I'm very much the type of person that makes statements like, "If you want something done right you have to do it yourself." I can't do everything myself though. I don't have the skill set, the time, the energy, the money. I can't be every place all at once. I hate that fact. I hate leaving anything that may affect me up to anyone else because I have no faith that it will get done or get done right. Most of the time it doesn't, IMO. I have no faith in anyone, trust in anyone. Then I'm left dissatisfied, perturbed, even resentful.
I'm hard on myself because I expect and hope that others would expect more of themselves and most don't. I can't be perfect, never will be, but fuck me if I don't try my best. I have pride and it hurts. I don't understand how so many other people don't and live pain free. I have a conscience and I can't ignore it. I wish I could be some fucktard without a care in the world that puts no thought into life's decisions and lives happier because of it. That's not me. I'm over critical, analytical, everything means something and every option should be weighed and considered. I want to do my best, be the best, expect the best, and more often than not it's not enough and I never even come close. Despite all my best efforts everything always seems to fall short. I don't know how to break the cycle.
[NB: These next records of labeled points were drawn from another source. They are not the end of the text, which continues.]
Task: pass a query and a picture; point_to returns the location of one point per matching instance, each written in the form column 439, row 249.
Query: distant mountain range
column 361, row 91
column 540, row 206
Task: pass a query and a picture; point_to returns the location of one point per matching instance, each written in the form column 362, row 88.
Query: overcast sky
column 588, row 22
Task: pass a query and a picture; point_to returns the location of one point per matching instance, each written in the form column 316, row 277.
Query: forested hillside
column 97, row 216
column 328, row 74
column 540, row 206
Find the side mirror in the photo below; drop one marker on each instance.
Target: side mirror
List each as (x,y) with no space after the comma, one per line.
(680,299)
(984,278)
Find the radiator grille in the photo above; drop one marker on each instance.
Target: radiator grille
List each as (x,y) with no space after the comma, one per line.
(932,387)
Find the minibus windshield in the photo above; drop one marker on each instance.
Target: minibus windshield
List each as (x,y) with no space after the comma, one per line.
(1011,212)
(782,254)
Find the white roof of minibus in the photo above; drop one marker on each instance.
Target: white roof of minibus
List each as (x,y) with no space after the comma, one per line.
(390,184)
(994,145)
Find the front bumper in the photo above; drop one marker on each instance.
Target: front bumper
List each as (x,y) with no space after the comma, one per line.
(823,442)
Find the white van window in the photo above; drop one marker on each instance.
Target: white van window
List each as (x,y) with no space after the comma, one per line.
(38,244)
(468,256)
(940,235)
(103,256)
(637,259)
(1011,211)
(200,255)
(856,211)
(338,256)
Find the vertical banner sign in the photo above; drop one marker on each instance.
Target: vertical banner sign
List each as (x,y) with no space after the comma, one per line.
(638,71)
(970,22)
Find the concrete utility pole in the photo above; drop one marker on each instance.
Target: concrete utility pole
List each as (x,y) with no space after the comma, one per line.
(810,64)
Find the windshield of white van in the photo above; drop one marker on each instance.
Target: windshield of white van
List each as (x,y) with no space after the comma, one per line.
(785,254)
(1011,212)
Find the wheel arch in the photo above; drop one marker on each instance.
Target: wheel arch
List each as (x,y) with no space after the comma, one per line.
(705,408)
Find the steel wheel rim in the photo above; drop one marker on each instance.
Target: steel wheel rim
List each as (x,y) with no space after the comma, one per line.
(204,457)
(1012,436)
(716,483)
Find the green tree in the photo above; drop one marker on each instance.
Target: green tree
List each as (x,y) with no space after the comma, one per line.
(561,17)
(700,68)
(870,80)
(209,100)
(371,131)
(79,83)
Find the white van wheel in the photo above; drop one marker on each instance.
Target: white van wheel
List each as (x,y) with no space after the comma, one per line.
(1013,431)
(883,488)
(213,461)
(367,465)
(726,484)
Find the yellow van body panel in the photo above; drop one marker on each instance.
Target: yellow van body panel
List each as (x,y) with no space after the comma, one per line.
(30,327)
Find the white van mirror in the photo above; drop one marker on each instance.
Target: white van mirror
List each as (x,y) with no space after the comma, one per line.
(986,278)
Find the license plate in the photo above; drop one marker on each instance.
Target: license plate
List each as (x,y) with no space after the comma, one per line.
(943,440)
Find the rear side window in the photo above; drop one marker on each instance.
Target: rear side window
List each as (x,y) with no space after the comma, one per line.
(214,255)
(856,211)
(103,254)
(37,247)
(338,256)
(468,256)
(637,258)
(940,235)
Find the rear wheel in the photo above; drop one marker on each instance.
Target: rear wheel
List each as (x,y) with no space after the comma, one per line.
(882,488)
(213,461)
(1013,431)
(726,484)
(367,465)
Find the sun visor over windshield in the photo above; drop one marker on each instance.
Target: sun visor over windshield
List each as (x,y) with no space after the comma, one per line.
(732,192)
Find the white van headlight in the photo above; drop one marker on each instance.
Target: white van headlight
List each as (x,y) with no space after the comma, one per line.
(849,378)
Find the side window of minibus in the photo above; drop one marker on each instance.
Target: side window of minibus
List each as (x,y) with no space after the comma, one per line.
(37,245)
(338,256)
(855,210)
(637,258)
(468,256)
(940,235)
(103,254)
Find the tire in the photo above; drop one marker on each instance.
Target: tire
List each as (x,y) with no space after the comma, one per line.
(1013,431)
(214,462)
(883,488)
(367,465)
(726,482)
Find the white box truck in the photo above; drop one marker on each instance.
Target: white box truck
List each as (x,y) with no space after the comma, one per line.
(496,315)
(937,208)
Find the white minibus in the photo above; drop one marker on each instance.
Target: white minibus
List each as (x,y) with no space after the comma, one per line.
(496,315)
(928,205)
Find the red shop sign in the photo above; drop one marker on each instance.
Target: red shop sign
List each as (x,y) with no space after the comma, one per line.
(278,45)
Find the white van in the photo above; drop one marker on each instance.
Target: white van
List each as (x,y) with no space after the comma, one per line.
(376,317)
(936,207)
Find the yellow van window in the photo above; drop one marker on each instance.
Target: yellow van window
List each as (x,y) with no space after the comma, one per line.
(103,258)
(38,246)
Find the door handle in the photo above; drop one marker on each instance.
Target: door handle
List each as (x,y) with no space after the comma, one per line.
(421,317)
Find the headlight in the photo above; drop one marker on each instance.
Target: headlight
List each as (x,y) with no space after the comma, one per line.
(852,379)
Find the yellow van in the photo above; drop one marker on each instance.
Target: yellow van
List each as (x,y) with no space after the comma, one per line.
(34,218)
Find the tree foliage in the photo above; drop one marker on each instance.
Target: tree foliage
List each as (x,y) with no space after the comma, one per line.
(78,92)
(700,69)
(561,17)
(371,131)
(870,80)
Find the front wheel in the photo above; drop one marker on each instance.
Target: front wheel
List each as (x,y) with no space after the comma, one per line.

I feel like If I'm not in control than everything will be shit because no one cares about whatever it is as much as I do. Pair that with no faith and distrust in my fellow man, and time and again being proven that's exactly the case. I can't be everything, do everything, accomplish everything that I want alone but if no one else fucking cares then that means I'm stuck with whatever I have, wherever I'm at, and I'm never going to move forward because I can't do it all myself. I have to much drive to just give up and not enough resources to move forward. Sitting here spinning my wheels with the engine redlined and seriously ready to just throw a rod right through the oil pan.